Making Cassandra simpler and more cost-effective
A handful of organizations have built services around Cassandra, in an effort to make it more accessible, and to solve some of the inherent challenges that come with operating a robust database.
One particularly hard nut to crack when it comes to managing databases has been provisioning. With cloud computing services (think AWS Lambda), scaling, capacity planning, and cost management are all automated, resulting in software that’s easy to maintain, and cost effective—”serverless,” in other words. But because modern databases store data by partitioning it across nodes of a database cluster, they’ve proved challenging to make serverless. Doing so requires rebalancing data across nodes when more are added, in order to balance storage and computing capabilities.
Because of this, enterprises have been required to guess what their peak usage will be—and pay for that level, even if they aren’t using that capacity. That’s why it was a big deal when DataStax announced earlier this year that its Astra DB cloud database built on Cassandra is available as a serverless, pay-as-you-go service. According to recent research by analyst firm GigaOm, the serverless Astra DB can deliver significant cost savings. And developers will only pay for what they use, no matter how many database clusters they create and deploy.

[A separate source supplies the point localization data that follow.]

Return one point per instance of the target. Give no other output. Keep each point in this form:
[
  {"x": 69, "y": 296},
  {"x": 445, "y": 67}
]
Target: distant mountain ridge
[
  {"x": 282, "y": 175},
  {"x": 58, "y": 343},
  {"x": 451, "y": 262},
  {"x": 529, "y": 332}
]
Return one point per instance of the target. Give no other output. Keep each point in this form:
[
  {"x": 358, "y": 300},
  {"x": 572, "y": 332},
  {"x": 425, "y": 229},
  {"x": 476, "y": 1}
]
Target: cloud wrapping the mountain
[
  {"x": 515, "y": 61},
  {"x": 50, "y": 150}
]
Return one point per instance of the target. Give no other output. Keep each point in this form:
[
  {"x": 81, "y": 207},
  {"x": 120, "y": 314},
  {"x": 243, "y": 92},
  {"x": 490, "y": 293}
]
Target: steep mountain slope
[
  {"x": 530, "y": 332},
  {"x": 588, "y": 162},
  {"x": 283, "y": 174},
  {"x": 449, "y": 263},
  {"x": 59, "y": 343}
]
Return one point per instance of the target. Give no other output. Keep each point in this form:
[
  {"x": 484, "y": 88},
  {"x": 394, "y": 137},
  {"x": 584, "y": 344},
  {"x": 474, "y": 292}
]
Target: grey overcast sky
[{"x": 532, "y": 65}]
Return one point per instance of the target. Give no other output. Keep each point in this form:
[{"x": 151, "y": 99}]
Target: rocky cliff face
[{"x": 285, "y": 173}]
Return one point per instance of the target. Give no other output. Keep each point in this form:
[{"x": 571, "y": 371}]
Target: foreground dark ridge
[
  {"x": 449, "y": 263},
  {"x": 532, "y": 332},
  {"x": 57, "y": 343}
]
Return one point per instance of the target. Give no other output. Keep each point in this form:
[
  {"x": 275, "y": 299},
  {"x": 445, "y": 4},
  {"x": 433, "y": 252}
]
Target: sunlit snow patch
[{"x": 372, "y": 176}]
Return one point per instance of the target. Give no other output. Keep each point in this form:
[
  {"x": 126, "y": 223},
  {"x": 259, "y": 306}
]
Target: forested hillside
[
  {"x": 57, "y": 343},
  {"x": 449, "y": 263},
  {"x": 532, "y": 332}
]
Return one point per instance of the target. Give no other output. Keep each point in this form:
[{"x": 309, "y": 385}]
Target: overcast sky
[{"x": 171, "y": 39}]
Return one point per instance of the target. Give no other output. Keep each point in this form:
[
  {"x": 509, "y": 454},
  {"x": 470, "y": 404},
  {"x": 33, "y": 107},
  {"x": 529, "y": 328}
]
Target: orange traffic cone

Carl Olofson, research vice president at IDC, noted: “A core benefit of the cloud is dynamic scalability, but this has been more difficult to achieve for storage than with compute. By decoupling compute from storage, DataStax’s Astra DB service lets users take advantage of the innate elasticity of the cloud for data, with a cloud agnostic database.”
A database for today
While Cassandra is more than a decade young, it is a database for today. If the argument of 2010 was “Cassandra may be the future,” and 2017 “Cassandra is mature,” the 2021 version is “Cassandra is an essential part of any modern data platform.” The developments in Cassandra and its surrounding ecosystem point to a coming wave of new developers and enterprises worldwide for whom Cassandra is not just a sensible choice, but an obvious one.